中島砦に織田軍約2千が入る途中、砦の中にいる織田信長に梁田弥次右衛門の使者が現れ、何らかの報告をします。

この内容、完全なネタバレになってしまうので、今は語りません。でも薄々感づいている方もおられるのではないかな、と思っています。

しかし仕掛けはそれだけではありません。その後も続ける予定なのでもうしばらくお付き合いくださいね。

 

さて今回取り上げるのは簗田弥次右衛門の功績についてです。

一番有名だと思われるのは信長が中島砦に入ったとき、簗田弥次右衛門本人もしくは使者が中島に来て今川義元が桶狭間で休息していることを伝えた、というものです。

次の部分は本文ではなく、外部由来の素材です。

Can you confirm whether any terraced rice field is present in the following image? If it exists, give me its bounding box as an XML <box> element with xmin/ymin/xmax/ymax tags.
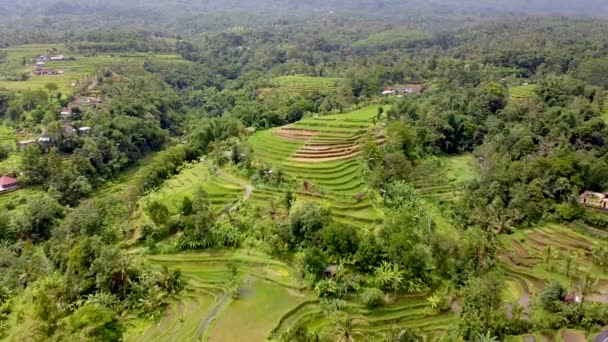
<box><xmin>146</xmin><ymin>162</ymin><xmax>248</xmax><ymax>214</ymax></box>
<box><xmin>125</xmin><ymin>250</ymin><xmax>456</xmax><ymax>341</ymax></box>
<box><xmin>260</xmin><ymin>75</ymin><xmax>340</xmax><ymax>95</ymax></box>
<box><xmin>0</xmin><ymin>44</ymin><xmax>183</xmax><ymax>94</ymax></box>
<box><xmin>504</xmin><ymin>329</ymin><xmax>593</xmax><ymax>342</ymax></box>
<box><xmin>412</xmin><ymin>154</ymin><xmax>478</xmax><ymax>201</ymax></box>
<box><xmin>126</xmin><ymin>251</ymin><xmax>310</xmax><ymax>341</ymax></box>
<box><xmin>0</xmin><ymin>187</ymin><xmax>45</xmax><ymax>215</ymax></box>
<box><xmin>509</xmin><ymin>84</ymin><xmax>537</xmax><ymax>99</ymax></box>
<box><xmin>250</xmin><ymin>106</ymin><xmax>383</xmax><ymax>225</ymax></box>
<box><xmin>499</xmin><ymin>225</ymin><xmax>608</xmax><ymax>307</ymax></box>
<box><xmin>272</xmin><ymin>296</ymin><xmax>456</xmax><ymax>338</ymax></box>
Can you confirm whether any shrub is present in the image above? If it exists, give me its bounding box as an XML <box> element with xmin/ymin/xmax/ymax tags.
<box><xmin>539</xmin><ymin>281</ymin><xmax>566</xmax><ymax>312</ymax></box>
<box><xmin>361</xmin><ymin>287</ymin><xmax>384</xmax><ymax>308</ymax></box>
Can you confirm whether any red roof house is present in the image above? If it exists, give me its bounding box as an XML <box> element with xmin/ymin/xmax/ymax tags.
<box><xmin>0</xmin><ymin>176</ymin><xmax>19</xmax><ymax>192</ymax></box>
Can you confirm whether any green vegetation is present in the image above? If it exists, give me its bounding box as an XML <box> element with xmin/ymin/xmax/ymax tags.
<box><xmin>0</xmin><ymin>0</ymin><xmax>608</xmax><ymax>342</ymax></box>
<box><xmin>509</xmin><ymin>84</ymin><xmax>537</xmax><ymax>99</ymax></box>
<box><xmin>353</xmin><ymin>29</ymin><xmax>431</xmax><ymax>49</ymax></box>
<box><xmin>0</xmin><ymin>44</ymin><xmax>183</xmax><ymax>95</ymax></box>
<box><xmin>261</xmin><ymin>75</ymin><xmax>340</xmax><ymax>96</ymax></box>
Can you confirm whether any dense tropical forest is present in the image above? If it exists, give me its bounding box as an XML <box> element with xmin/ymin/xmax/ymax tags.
<box><xmin>0</xmin><ymin>0</ymin><xmax>608</xmax><ymax>342</ymax></box>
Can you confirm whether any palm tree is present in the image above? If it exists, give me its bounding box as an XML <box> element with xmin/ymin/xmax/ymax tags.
<box><xmin>561</xmin><ymin>253</ymin><xmax>573</xmax><ymax>278</ymax></box>
<box><xmin>475</xmin><ymin>331</ymin><xmax>498</xmax><ymax>342</ymax></box>
<box><xmin>426</xmin><ymin>294</ymin><xmax>441</xmax><ymax>310</ymax></box>
<box><xmin>543</xmin><ymin>245</ymin><xmax>559</xmax><ymax>266</ymax></box>
<box><xmin>391</xmin><ymin>265</ymin><xmax>403</xmax><ymax>297</ymax></box>
<box><xmin>336</xmin><ymin>314</ymin><xmax>357</xmax><ymax>342</ymax></box>
<box><xmin>374</xmin><ymin>261</ymin><xmax>404</xmax><ymax>296</ymax></box>
<box><xmin>577</xmin><ymin>273</ymin><xmax>598</xmax><ymax>307</ymax></box>
<box><xmin>591</xmin><ymin>246</ymin><xmax>608</xmax><ymax>272</ymax></box>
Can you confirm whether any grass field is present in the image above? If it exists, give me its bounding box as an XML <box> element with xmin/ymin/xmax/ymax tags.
<box><xmin>499</xmin><ymin>225</ymin><xmax>608</xmax><ymax>306</ymax></box>
<box><xmin>0</xmin><ymin>44</ymin><xmax>183</xmax><ymax>94</ymax></box>
<box><xmin>412</xmin><ymin>154</ymin><xmax>478</xmax><ymax>202</ymax></box>
<box><xmin>250</xmin><ymin>105</ymin><xmax>382</xmax><ymax>225</ymax></box>
<box><xmin>509</xmin><ymin>84</ymin><xmax>537</xmax><ymax>99</ymax></box>
<box><xmin>125</xmin><ymin>250</ymin><xmax>456</xmax><ymax>341</ymax></box>
<box><xmin>260</xmin><ymin>75</ymin><xmax>340</xmax><ymax>96</ymax></box>
<box><xmin>125</xmin><ymin>251</ymin><xmax>310</xmax><ymax>341</ymax></box>
<box><xmin>353</xmin><ymin>29</ymin><xmax>431</xmax><ymax>48</ymax></box>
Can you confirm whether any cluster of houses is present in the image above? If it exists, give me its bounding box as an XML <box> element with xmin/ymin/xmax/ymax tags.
<box><xmin>34</xmin><ymin>55</ymin><xmax>71</xmax><ymax>76</ymax></box>
<box><xmin>17</xmin><ymin>98</ymin><xmax>102</xmax><ymax>150</ymax></box>
<box><xmin>382</xmin><ymin>84</ymin><xmax>424</xmax><ymax>97</ymax></box>
<box><xmin>578</xmin><ymin>191</ymin><xmax>608</xmax><ymax>210</ymax></box>
<box><xmin>0</xmin><ymin>176</ymin><xmax>19</xmax><ymax>193</ymax></box>
<box><xmin>36</xmin><ymin>54</ymin><xmax>72</xmax><ymax>62</ymax></box>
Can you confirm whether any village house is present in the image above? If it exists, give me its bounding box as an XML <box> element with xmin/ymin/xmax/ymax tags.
<box><xmin>49</xmin><ymin>55</ymin><xmax>70</xmax><ymax>61</ymax></box>
<box><xmin>324</xmin><ymin>265</ymin><xmax>338</xmax><ymax>278</ymax></box>
<box><xmin>61</xmin><ymin>125</ymin><xmax>75</xmax><ymax>137</ymax></box>
<box><xmin>0</xmin><ymin>176</ymin><xmax>19</xmax><ymax>192</ymax></box>
<box><xmin>35</xmin><ymin>69</ymin><xmax>59</xmax><ymax>76</ymax></box>
<box><xmin>71</xmin><ymin>97</ymin><xmax>101</xmax><ymax>106</ymax></box>
<box><xmin>579</xmin><ymin>191</ymin><xmax>608</xmax><ymax>209</ymax></box>
<box><xmin>382</xmin><ymin>84</ymin><xmax>424</xmax><ymax>96</ymax></box>
<box><xmin>17</xmin><ymin>140</ymin><xmax>36</xmax><ymax>150</ymax></box>
<box><xmin>78</xmin><ymin>126</ymin><xmax>91</xmax><ymax>135</ymax></box>
<box><xmin>38</xmin><ymin>136</ymin><xmax>51</xmax><ymax>146</ymax></box>
<box><xmin>59</xmin><ymin>107</ymin><xmax>72</xmax><ymax>116</ymax></box>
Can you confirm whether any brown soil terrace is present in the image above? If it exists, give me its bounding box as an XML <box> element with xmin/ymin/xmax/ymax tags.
<box><xmin>272</xmin><ymin>128</ymin><xmax>319</xmax><ymax>141</ymax></box>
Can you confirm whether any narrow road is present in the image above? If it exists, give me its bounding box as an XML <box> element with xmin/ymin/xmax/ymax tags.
<box><xmin>243</xmin><ymin>185</ymin><xmax>254</xmax><ymax>201</ymax></box>
<box><xmin>593</xmin><ymin>330</ymin><xmax>608</xmax><ymax>342</ymax></box>
<box><xmin>196</xmin><ymin>293</ymin><xmax>228</xmax><ymax>341</ymax></box>
<box><xmin>217</xmin><ymin>170</ymin><xmax>255</xmax><ymax>201</ymax></box>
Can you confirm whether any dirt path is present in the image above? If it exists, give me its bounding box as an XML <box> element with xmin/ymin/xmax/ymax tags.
<box><xmin>593</xmin><ymin>330</ymin><xmax>608</xmax><ymax>342</ymax></box>
<box><xmin>196</xmin><ymin>275</ymin><xmax>253</xmax><ymax>341</ymax></box>
<box><xmin>196</xmin><ymin>293</ymin><xmax>228</xmax><ymax>341</ymax></box>
<box><xmin>243</xmin><ymin>185</ymin><xmax>254</xmax><ymax>201</ymax></box>
<box><xmin>217</xmin><ymin>170</ymin><xmax>255</xmax><ymax>201</ymax></box>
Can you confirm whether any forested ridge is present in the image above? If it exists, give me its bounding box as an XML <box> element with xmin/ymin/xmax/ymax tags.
<box><xmin>0</xmin><ymin>0</ymin><xmax>608</xmax><ymax>341</ymax></box>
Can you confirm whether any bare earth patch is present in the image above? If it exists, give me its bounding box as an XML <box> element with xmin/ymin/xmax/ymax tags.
<box><xmin>272</xmin><ymin>128</ymin><xmax>319</xmax><ymax>141</ymax></box>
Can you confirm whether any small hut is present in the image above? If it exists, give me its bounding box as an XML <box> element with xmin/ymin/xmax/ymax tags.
<box><xmin>325</xmin><ymin>265</ymin><xmax>338</xmax><ymax>278</ymax></box>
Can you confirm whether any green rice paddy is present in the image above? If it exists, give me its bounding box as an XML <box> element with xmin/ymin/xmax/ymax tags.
<box><xmin>261</xmin><ymin>75</ymin><xmax>340</xmax><ymax>95</ymax></box>
<box><xmin>0</xmin><ymin>44</ymin><xmax>185</xmax><ymax>94</ymax></box>
<box><xmin>411</xmin><ymin>154</ymin><xmax>478</xmax><ymax>202</ymax></box>
<box><xmin>509</xmin><ymin>84</ymin><xmax>537</xmax><ymax>99</ymax></box>
<box><xmin>125</xmin><ymin>250</ymin><xmax>456</xmax><ymax>341</ymax></box>
<box><xmin>249</xmin><ymin>105</ymin><xmax>379</xmax><ymax>225</ymax></box>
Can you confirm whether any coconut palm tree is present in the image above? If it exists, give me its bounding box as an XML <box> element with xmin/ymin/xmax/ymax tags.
<box><xmin>335</xmin><ymin>314</ymin><xmax>357</xmax><ymax>342</ymax></box>
<box><xmin>560</xmin><ymin>253</ymin><xmax>574</xmax><ymax>278</ymax></box>
<box><xmin>474</xmin><ymin>331</ymin><xmax>498</xmax><ymax>342</ymax></box>
<box><xmin>543</xmin><ymin>245</ymin><xmax>559</xmax><ymax>269</ymax></box>
<box><xmin>577</xmin><ymin>273</ymin><xmax>598</xmax><ymax>307</ymax></box>
<box><xmin>591</xmin><ymin>246</ymin><xmax>608</xmax><ymax>272</ymax></box>
<box><xmin>426</xmin><ymin>294</ymin><xmax>441</xmax><ymax>310</ymax></box>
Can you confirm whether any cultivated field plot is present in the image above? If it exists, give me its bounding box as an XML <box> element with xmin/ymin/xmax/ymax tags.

初見が分からないのですが、明治の参謀本部が刊行した『日本戦史 桶狭間の役』がこの話をメジャーにしたようです。

 

信長が中島砦に移ろうとしたとき、簗田政綱の謀者が沓掛方面から来て「義元は大高城に移動しようとして桶狭間に向かっています」と報告。さらに別の謀者がきて「義元は桶狭間に駐屯しました」と告げた。

それを聞いた政綱は「今川軍は瞬時に丸根・鷲津の両砦を落としたため、必ずや驕りをもって陣を備えているでしょう。今、兵を隠し、不意に本軍を攻撃すれば必ずや今川義元を討ち取ることが出来るでしょう」と信長に進言した、というものです。

これを信じると弥次右衛門は自分の部下が持ってきた情報によって信長に作戦を提案した、ということになります。

 

この元とされるのは『備前老人物語』という江戸時代初期の聞き書きで、「今川義元との戦いのとき、簗田出羽守が“よき一言”を申したことで信長は大勝し、その場で沓掛村3千貫の地を賜った」というものです。

文章は続けて「このことは『信長記』と少し違ったので、ここに記した」と書いています。

この『信長記』は小瀬甫庵のもので、こんな内容です。

 

前田利家らが首を取ってきたのを見た信長は「幸先がよい。敵の後ろの山に回り込め。そのため山際までは旗を巻いて忍び寄り、義元の本陣にかかれ」と命じると、簗田出羽守が進み出て「仰せごもっともです。敵は今朝丸根鷲津を攻めてからその陣容を変えていないはず。だからそのように攻めれば敵の後陣が先陣となります。きっと敵の大将を打つことが出来るでしょう。急ぎましょう」と申し上げた。信長は「見事な申し様だ」と大声で言い、皆が奮い立った。

これ、迂回説を説明したような会話になっています。

 

ただよく分からないのは、太田牛一の『信長公記』では、桶狭間に簗田弥次右衛門が全く登場していないことです。後の人たちは彼がなんらかの殊勲を上げたとしているのに、何故でしょう。

これ、牛一の、例えば「天文二十一年五月十九日」という表記と意図がつながっているように思えるのです。

彼は明らかに何かを隠しているように感じます。

このあたりも本文にしていきたいな、と考えています。